Al Brennero presente anche una delegazione di 200 agricoltori modenesi accompagnati dal presidente Luca Borsari e dal direttore Marco Zanni.
“Con il Brennero – sottolinea il presidente di Coldiretti Modena – prosegue un percorso di che vede al centro la madre di tutte le battaglie sindacali: la revisione della normativa sull’ultima trasformazione sostanziale nel codice doganale, un meccanismo che penalizza il lavoro agricolo nazionale e altera profondamente la trasparenza del mercato. Una distorsione che indebolisce il sistema produttivo e inganna i consumatori.”
Una battaglia per l’origine che è da sempre una priorità sindacale per Coldiretti e che pochi giorni fa ha visto anche un risultato storico con l’approvazione della legge sui reati agroalimentari, ispirata alla cosiddetta “Legge Caselli”, ottenuta dopo oltre un decennio di impegno e fondamentale per rafforzare la lotta alle agromafie e garantire maggiore chiarezza lungo tutta la filiera. Il cibo è una componente strategica della sicurezza nazionale e il tema dell’origine incide direttamente sulla sovranità economica del Paese. Difendere il valore della produzione agricola – prosegue Coldiretti Modena – significa quindi tutelare un interesse collettivo e garantire autonomia in un settore essenziale.
“I conflitti in corso stanno già producendo effetti concreti sulle filiere agricole, sui costi di produzione e sul potere d’acquisto delle famiglie. Ancora una volta a pagare sono agricoltori e consumatori – aggiunge Borsari– La stabilità internazionale è una condizione indispensabile per difendere la sovranità alimentare ed economica: dire no alla guerra è una scelta etica e morale che si ripercuote nella politica e incide direttamente sulla tenuta economica delle imprese e sulla sicurezza del Paese”.

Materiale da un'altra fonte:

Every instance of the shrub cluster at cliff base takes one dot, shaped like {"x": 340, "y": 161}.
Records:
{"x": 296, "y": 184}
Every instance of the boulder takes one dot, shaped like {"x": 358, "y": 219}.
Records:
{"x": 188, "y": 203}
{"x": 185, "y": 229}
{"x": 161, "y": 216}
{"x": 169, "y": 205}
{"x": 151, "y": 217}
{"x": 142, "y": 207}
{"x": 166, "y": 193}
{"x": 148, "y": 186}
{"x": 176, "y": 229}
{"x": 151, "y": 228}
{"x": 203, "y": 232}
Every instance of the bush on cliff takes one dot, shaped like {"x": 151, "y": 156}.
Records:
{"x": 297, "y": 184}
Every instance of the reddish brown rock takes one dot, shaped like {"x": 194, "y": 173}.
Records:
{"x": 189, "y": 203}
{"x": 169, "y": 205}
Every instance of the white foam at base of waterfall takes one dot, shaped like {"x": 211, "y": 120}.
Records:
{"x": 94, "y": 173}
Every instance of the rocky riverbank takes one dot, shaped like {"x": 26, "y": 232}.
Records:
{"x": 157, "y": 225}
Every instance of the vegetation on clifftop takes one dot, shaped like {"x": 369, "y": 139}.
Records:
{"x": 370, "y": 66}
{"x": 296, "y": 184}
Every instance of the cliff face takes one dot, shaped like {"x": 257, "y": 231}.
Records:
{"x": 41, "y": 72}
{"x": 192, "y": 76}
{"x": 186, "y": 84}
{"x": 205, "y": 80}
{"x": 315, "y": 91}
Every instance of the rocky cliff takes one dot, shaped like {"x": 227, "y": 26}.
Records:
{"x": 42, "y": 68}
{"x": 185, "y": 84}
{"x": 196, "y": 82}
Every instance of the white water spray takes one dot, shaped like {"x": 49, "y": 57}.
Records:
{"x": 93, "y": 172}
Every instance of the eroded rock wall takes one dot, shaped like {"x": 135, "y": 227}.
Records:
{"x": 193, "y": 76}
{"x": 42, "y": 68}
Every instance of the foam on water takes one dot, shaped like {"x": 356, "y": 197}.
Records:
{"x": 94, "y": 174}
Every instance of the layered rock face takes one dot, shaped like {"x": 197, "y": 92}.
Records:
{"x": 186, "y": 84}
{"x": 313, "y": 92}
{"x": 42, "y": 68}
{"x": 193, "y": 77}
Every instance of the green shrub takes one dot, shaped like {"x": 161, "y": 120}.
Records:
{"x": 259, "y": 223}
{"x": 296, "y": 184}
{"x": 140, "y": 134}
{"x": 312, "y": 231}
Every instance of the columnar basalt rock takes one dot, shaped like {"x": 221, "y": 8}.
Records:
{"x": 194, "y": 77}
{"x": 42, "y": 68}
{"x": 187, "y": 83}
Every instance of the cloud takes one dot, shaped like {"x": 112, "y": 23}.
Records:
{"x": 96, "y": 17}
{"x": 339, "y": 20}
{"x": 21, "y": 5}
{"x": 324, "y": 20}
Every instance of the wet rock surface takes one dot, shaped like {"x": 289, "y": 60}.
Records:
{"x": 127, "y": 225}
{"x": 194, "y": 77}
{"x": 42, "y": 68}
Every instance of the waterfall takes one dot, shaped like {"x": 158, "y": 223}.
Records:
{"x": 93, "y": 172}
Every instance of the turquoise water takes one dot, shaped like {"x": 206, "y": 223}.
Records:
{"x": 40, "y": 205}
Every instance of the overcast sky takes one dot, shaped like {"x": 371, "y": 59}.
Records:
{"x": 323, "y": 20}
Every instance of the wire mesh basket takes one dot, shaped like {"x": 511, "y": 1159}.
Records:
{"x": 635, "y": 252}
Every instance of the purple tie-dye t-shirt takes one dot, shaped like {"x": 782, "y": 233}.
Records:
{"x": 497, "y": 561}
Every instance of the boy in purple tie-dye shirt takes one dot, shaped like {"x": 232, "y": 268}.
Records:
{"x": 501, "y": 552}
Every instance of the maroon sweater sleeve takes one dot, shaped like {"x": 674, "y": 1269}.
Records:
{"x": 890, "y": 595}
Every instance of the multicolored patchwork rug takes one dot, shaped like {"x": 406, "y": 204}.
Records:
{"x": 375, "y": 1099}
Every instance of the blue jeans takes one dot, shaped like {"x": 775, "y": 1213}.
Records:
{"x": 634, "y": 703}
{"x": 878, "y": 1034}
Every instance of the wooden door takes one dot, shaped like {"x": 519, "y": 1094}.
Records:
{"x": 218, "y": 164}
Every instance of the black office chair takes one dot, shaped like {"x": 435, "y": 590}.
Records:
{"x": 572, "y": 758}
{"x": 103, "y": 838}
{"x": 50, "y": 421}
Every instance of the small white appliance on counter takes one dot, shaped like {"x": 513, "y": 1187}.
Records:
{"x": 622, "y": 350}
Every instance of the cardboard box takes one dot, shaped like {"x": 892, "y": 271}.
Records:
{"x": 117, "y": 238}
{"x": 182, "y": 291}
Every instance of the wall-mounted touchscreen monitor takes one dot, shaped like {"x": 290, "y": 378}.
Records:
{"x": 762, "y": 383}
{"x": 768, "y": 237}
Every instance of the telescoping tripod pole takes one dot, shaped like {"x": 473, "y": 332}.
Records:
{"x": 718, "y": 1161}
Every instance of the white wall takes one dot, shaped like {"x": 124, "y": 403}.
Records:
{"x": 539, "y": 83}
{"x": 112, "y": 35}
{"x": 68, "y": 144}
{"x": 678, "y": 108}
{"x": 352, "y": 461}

“L’agroalimentare rappresenta una filiera strategica per il Paese, che vale 707 miliardi di euro e garantisce 4 milioni di posti di lavoro, ed è proprio per difendere questo patrimonio che siamo qui oggi – spiega il direttore Marco Zanni – Non si tratta solo di contributo al Pil, ma di presidio economico, sociale e occupazionale sui territori, che non può più essere esposto agli effetti distorsivi del codice doganale. Oggi assistiamo a meccanismi che alterano la concorrenza, comprimono il reddito degli agricoltori e compromettono l’immagine del vero Made in Italy. Per questo è fondamentale rafforzare strumenti come i contratti di filiera, che rappresentano una risposta concreta per garantire equità lungo tutta la catena del valore, dando stabilità alle imprese agricole e costruendo un rapporto più equilibrato con il mondo della trasformazione”.
Servono accordi chiari e trasparenti – conclude Coldiretti Modena – che valorizzino la materia prima agricola e consentano di redistribuire correttamente il valore. Per questo chiediamo con forza un intervento a livello europeo che consenta di superare le attuali distorsioni e di restituire agli Stati membri la possibilità di definire con chiarezza l’origine dei prodotti a partire dalla materia prima agricola. Non si tratta di penalizzare l’industria di trasformazione, ma di ristabilire regole eque e trasparenti lungo tutta la filiera. Giovedì a Roma Coldiretti porterà queste richieste direttamente al Commissario europeo alla Salute, Olivér Várhelyi, perché si arrivi a decisioni concrete e non più rinviabili”.